What is Social Justice?

I asked this question on Mike Duran's blog at deCompose (see the link on the left). The fact is, there is no definition of it, although the term first appeared in The Federalist Papers and, here's a cougher, in The Rise and Fall of the Roman Empire by Edward Gibbons. 

The emperors of the Roman Empire should know. I found that out when I wrote a paper on it back in 2005. The economy was adjusted to placate the masses which resulted in an economic nightmare. Social justice was just an oxymoron. Here's an excerpt...

Growth, plenty, economic boom and the State had copious revenue, so much so that Augustus began huge public works programs when he “repaired all the roads of Italy and Rome, restored the temples and built many new ones, and built many aqueducts, baths and other public buildings. Tiberius, however, cut back on the building program and hoarded large sums of cash. This led to a financial crisis in 33 A.D. in which there was a severe shortage of money. This shortage may have been triggered by a usury law which had not been applied for some years but was again enforced by the courts at this time” (Frank, T. "The Financial Crisis of 33 A.D." American Journal of Philology, 1935 56(4): 336-41).  “The shortage of money and the curtailment of state expenditures led to a sharp downturn in economic activity which was only relieved when the state made large loans at zero interest in order to provide liquidity” (Thornton, M.K., and Thornton, R.L. (1990) "The Financial Crisis of A.D. 33: A Keynesian Depression?" Journal of Economic History 50(3): 655-62).
 Here we have a perfect example of the “invisible hand of the marketplace” being held by big government.  The time frame between the boom of Augustus and flop of Tiberius was just a year or two.  Did Augustus actually practice hands off policy?  Not really, not when there was an abundance of public works underway, and not when the taxes were lowered.  In the traditional Keynes philosophy, public works and lower taxes are government tactics used to give the economy a burst of energy.  In other words, government induced economic growth.  Augustus employed Keynes theory before Keynes was a twinkle in his daddy’s eye.
Did the depression happen because Tiberius hoarded large sums of cash (the economy was based on a cash flow system and credit was not widely used).  Was the zero percent interest a shot in the arm in Keynesian style?  In contrast to the laissez faire classical macroeconomic theorist point of view, yes.  Since the government was not keeping a hands off attitude but was digging deep into public revenues it was the beginning of the fall.  The emperors of Rome began to degrade the amount of gold and silver in coins.  This debasement of coinage caused inflation which led to the population hoarding the more valuable coins and paying taxes with the less valuable coins.  This led to a greater need for revenue by the government so taxes were raised and this resulted in the privately wealthy to be slowly robbed of their wealth.  The natural inclination of the patricians to hide their wealth came in the form of tax evasion. The sights of the government were then turned to the middle class.  These employed the tactics of the rich by tax evasion in various forms mostly by appearing to be poor or by outright selling themselves as slaves to the larger land owners.  (Slaves didn’t have to pay taxes.)  The constant drain on the empire’s coffers by the military caused a greater and greater need for more revenue.  The emperors put less and less gold and silver in the coinage.  It was an economic nightmare. Emphasis because it jumps out at me. It happened 2000 years ago, but could be today's headlines!

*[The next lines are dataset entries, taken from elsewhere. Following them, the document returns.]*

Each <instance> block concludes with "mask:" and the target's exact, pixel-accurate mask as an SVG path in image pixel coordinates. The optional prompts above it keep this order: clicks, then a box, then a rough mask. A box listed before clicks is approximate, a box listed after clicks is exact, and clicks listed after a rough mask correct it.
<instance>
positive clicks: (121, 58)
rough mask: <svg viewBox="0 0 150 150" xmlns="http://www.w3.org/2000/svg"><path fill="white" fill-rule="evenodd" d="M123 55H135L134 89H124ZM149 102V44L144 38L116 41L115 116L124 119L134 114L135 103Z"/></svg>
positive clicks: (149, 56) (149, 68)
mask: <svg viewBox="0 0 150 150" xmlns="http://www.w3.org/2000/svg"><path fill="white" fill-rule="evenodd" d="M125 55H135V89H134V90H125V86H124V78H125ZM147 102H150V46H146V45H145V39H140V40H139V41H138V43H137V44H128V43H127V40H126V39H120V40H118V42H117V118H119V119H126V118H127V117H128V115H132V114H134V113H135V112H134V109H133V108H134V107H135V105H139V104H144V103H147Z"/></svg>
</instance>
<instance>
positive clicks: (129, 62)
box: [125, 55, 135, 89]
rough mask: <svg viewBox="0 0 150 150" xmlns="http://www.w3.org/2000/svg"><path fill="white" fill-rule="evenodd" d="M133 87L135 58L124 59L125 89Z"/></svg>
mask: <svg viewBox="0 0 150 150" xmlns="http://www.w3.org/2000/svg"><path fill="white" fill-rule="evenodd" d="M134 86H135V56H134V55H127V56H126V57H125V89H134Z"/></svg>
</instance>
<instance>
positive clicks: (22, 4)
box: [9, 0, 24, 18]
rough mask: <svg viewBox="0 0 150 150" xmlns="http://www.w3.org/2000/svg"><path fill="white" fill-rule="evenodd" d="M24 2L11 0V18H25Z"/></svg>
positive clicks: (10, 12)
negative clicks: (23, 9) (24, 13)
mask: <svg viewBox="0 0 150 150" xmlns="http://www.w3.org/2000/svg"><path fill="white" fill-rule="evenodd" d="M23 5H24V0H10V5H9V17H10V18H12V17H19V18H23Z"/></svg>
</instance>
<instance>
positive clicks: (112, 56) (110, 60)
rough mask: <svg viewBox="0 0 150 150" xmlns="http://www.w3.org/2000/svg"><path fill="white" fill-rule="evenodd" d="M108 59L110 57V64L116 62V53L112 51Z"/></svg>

Does this sound familiar? Will we never learn???

Russia and other countries found out that there is no way to even or spread the wealth. Jesus said the same thing when He told his disciples when they became angry at the usage of some valuable perfume and an alabaster jar that the poor would always be with us. 

Glenn Beck gave his definition of social justice: Here's my definition of social justice: Forced redistribution of wealth with a hostility toward individual property rights, under the guise of charity and/or justice. 

That's how the Romans defined it, lived and breathed it. So how did that work for them? Not well at all. That kind of thinking brought a 10 centuries old empire to its knees and then flat on its face in the mud. Ours isn't half that old, but we will fall just as hard, and the impact to the world will be just as devastating.